When you come to know that you are gluten-intolerant, you are suddenly clueless about what you can eat. Fear not, there is no need to fret because there are foods that are gluten-free.


  • Protein: whole eggs; wild fish (salmon, black cod, mahi mahi, grouper, herring, trout, sardines); grass-fed meat, fowl, poultry, and pork (beef, lamb, liver, bison, chicken, turkey, duck, ostrich, veal); shellfish and molluscs (shrimp, crab, lobster, mussels, clams, oysters); wild game.


  • Healthy fat: nuts and nut butters, cheese (except for blue cheeses), extra virgin olive oil, sesame oil, coconut oil, grass-fed tallow and organic or pasture-fed butter, ghee, almond milk, avocados, coconuts, olives, and seeds (flaxseed, sunflower seeds, pumpkin seeds, sesame seeds, chia seeds).


  • Vegetables: alfalfa sprouts, green beans, celery, bok choy, radishes, watercress, turnip, asparagus, garlic, leek, fennel, leafy greens and lettuces, collards, spinach, broccoli, kale, chard, cabbage, onions, mushrooms, cauliflower, Brussels sprouts, sauerkraut, artichoke, shallots, scallions, ginger, jicama, parsley, water chestnuts.


  • Low-sugar Fruit: eggplant, lemons, limes, avocado, bell peppers, cucumber, tomato, zucchini, squash, pumpkin.


  • Non-gluten grains: amaranth, buckwheat, rice (brown, white, wild), millet, quinoa, sorghum, teff. When non-gluten grains are processed for human consumption (e.g., milling whole oats and preparing rice for packaging), their physical structure changes. As a result, it increases the risk of an inflammatory reaction. It’s best to limit these foods or have them in moderation.
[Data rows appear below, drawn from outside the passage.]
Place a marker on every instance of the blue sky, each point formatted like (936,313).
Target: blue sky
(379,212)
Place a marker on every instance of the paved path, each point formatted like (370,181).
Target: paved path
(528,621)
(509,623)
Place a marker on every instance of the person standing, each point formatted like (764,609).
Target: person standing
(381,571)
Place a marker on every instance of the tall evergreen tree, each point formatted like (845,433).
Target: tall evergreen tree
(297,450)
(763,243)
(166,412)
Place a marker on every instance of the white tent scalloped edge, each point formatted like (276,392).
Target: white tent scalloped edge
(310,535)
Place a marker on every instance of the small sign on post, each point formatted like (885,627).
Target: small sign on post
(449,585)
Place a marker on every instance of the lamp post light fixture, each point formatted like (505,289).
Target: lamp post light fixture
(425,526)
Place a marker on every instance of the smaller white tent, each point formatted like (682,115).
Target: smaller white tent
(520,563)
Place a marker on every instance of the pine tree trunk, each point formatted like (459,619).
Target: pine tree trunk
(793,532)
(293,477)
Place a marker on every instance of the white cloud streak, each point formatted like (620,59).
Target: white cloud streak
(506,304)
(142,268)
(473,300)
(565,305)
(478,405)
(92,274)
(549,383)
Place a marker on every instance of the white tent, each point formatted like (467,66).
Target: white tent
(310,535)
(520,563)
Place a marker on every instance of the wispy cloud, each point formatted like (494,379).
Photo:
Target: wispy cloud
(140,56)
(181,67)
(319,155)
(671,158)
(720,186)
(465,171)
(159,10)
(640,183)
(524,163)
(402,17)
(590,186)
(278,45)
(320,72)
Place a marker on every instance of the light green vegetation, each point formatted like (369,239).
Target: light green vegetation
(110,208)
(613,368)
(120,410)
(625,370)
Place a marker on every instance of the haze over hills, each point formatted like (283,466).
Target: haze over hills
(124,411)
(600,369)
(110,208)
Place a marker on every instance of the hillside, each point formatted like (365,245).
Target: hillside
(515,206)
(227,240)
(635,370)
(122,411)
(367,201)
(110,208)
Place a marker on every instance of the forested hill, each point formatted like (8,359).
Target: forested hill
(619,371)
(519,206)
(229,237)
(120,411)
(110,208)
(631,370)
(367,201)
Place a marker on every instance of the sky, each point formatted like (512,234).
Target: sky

  • Oats: Here’s what you need to know about oats. They do not naturally contain gluten, but might be frequently contaminated with gluten while being processed at mills that also handle wheat processing. So, avoid them unless they come with a guarantee that they are gluten-free.


  • Legumes: (beans, lentils, peas). Hummus made from chickpeas is acceptable.


  • Whole sweet fruit: berries are best; be extra cautious of sugary fruits such as apricots, mangos, melons, papaya, prunes, and pineapple.


  • Cow’s milk and cream: Limit its use in recipes, coffee, and tea.


  • Cottage cheese, yogurt, and kefir: As much as possible, limit their use in recipes or as a topping.


  • Sweeteners: you can use natural stevia as a sweetener. You can consume dark chocolate that’s at least 70 percent or more cocoa).


  • Wine: one glass a day if you so choose, preferably red.


  • Herbs, Seasonings, and Condiments: Adding herbs, seasoning and condiments can be done so liberally as per taste preferences, as long as you read the labels. For instance, best to avoid ketchup and chutney, while enjoying tapenade, mustard, horseradish, and salsa, that is, if they are free of gluten, wheat, soy, and sugar. There are many restrictions on herbs and seasonings, but be mindful of packaged products that may have been made at plants that process wheat and soy.


There are a number of foods on the list that you can look forward to including in your diet. A gluten-free life does not necessarily mean that you need to deprive yourself of tasty food. There are multiple gluten-free foods that you can eat and live a healthy life.